Financial Press Review, November 26
Articles from Ziarul Financiar, Bursa, Curierul Naţional and Economistul.
Articol de Dinu Dragomirescu, 26 Noiembrie 2010, 20:28
Under the headline ‘Stock market anniversary, same promises’, the daily Ziarul Financiar reads: ’Yesterday’s 15 year anniversary of modern stock market held at the NBR offered high officials the venue to clear the score with politicians and the media, as usual, the capital market is but a minor subject on the authorities’ agenda. Promises to quote state-owned companies were yet again delivered’.
The daily Ziarul Financiar reads: ‘After 15 years, stock market sheets not at all satisfactory.’ ‘With only two major listings in the past five years, as compared to double digit quotes in Poland; only three million euros a day, as compared to 300 million euros in Poland) and a few thousand investors. The Bucharest Stock Market is far from being the financier in a 125 billion Euro economy’.
‘Unlike Poland, our Government didn’t manage to raise money from selling companies to private buyers and didn’t manage to break the banks’ monopoly by trading state bonds on the stock market. Thus, it ended up borrowing 18 billion euros from the IMF and other international institutions’.
On the same subject, the daily Bursa prints, quoting NBR Governor, Mugur Isărescu: ‘In order to become the economy’s barometer, the Stock Market has to be a viable alternative to bank financing. For that, the Stock Market has to promote financial discipline, credibility and transparency.
‘Message to a teenage Stock Market,’ prints the daily Curierul Naţional.
The first page of the daily Ziarul Financiar reads: ‘Major doubts about the PM’s promise. The 15 percent increase of public servants’ salaries is costing the state 1.4 billion euros’.
‘Sources from the Ministry of Finance claim that a 15 percent salary boost is possible only by major layoffs in 2011, more than the 15 000 announced,’ the newspaper reads.
According to President Traian Băsescu – the newspaper reads in an article – at the end of September there were 64 000 less employees than last year.
‘Data from the National Institute of Statistics show that less than 30 000 civil servants were laid off this year. Hence, it is unclear how many civil servants are still in the system and how many were laid off’.
The daily Ziarul Financiar mentions that ‘the unemployment rate has been dropping in the past months’ and ‘this year, only one out of five layoffs were in the public sector’.
The headline of the article: ‘Complete chaos at the Government: where did the 64 000 laid off workers disappear?’
‘The difficulty to understand and analyze the restructuring process that the administrative apparatus is going through springs from figures and data that are spat out without documents to prove them or clear figures that have been assumed by state institutions,’ the daily Ziarul Financiar claims.
The same daily prints an article entitled ‘A story of 1.3 billion euros worth of bonds: tension, preparations, confusing declarations and, in the end, 4.8 percent interest’.

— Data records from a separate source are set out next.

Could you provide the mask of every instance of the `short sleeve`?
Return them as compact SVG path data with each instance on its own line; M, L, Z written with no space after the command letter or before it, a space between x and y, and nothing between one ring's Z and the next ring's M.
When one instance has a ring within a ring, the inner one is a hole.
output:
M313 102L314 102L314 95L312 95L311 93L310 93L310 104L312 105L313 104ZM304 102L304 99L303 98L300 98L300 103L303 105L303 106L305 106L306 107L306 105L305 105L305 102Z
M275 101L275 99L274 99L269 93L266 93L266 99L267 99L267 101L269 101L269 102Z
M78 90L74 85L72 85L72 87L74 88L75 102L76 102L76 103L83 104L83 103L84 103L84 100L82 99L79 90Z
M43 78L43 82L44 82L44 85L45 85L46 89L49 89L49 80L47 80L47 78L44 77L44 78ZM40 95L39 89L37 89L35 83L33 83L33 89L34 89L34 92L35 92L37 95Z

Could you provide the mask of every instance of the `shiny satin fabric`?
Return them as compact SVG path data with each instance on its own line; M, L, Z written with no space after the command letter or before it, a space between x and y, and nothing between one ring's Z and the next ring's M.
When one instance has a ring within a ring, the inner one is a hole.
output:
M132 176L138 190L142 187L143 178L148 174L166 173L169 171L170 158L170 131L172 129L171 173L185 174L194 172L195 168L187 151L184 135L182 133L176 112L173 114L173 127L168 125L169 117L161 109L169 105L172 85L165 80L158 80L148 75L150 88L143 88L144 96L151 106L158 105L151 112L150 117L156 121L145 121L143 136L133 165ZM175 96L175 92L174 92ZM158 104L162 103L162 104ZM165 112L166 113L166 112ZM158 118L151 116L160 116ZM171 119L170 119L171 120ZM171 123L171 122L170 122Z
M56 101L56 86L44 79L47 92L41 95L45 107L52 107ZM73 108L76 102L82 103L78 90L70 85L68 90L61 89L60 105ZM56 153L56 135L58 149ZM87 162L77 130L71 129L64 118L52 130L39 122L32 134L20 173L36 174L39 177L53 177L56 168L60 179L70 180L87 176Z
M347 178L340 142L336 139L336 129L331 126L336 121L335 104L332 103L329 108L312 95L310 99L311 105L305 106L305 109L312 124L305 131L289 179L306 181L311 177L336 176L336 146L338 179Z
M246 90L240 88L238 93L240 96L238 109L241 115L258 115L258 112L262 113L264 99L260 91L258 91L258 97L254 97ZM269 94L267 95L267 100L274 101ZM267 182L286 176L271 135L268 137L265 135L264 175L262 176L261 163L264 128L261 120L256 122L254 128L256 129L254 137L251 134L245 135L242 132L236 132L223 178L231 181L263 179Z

‘In a wave of statements and foreign and internal signals concerning Romania’s vulnerabilities – placed on the same list as Greece or Hungary – the Ministry of Finance borrowed 1.3 billion euros yesterday, by issuing state bonds with a three year maturity on the domestic market, at a yield of 4.8 percent’.
‘Yesterday, during a public statement, the NBR governor accused the media again, especially TV stations, of ‘wearing off’ the IMF chief’s statement on the risk the Romania should go into default,’ the daily Ziarul Financiar reads.
‘There is no danger that Romania should freeze external payments,’ the daily Bursa quotes the NBR governor, Mugur Isărescu.
In this context, the daily Economistul asked for the opinion of the head of the Businessmen’s Association of Romania.
‘In order not to leave room for wrongful interpretations,’ Florin Pogonaru said, ‘this domain requires complete transparency.
It is imperative that the population be informed about the maturity dates of the loans and sources that are to be used in order to pay off the debt. Without such information, there is much room for erroneous evaluations and fear, which are bad for the economy.
As a consequence, a fit reaction to the above mentioned statements is to inform the public correctly and completely about how these obligations that have increased public debt will be fulfilled.’